At this point, I'm leaning towards Stylus. It offers most if not all of the 
same features as Sass while also being JavaScript based. The benefit of running 
in JavaScript is that we are already familiar and setup to use it. There is 
also a grunt plugin<https://www.npmjs.org/package/grunt-contrib-stylus> 
available that doesn't require any external dependencies. On the downside, the 
syntax permits omitting punctuation, but this seems optional.

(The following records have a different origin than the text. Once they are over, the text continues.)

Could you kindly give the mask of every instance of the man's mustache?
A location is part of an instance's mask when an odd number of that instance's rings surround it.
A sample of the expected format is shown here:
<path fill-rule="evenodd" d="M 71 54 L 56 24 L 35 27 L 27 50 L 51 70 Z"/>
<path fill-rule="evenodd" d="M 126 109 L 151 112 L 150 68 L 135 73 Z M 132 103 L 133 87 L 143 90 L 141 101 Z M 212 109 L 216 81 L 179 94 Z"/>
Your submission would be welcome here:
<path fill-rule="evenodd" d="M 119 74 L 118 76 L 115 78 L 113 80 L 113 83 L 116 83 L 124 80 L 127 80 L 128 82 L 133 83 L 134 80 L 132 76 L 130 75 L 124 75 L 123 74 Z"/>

Let me know what you think.

Thanks
Justin


On Jul 11, 2014, at 1:05 PM, Justin Obara 
<[email protected]<mailto:[email protected]>> wrote:

The Fluid Skinning System was deprecated in Infusion 1.5 and slated for removal 
from Infusion 2.0. http://issues.fluidproject.org/browse/FLUID-5469

We found that for the most part the components weren't using FSS. The plan is 
to use Foundation for demos and the like, but to keep the actual components 
free from a dependence on any given framework. However, FSS also provided a few 
extra handy features namely a css reset and base file, both adapted from YUI. 
Foundation relies on Normalize.css, which seems to be the popular choice for 
reducing browser inconsistencies.

Another issue is the set of themes that we have. These are really only used for 
the preferences framework and UI Options for the contrast themes. However, we 
already have copies of these in the preference framework. Ideally we'd replace 
all of these with a CSS preprocessor to construct the themes and make it easier 
for a user to generate their own.

Proposals:

1) I propose that we make use of Normalize.css in our components as well as 
demos and etc.

2) I propose that we remove the themes from within the fss directory and just 
keep the ones that are in the preferences framework. Later we should 
re-implement the themes using a CSS preprocessor.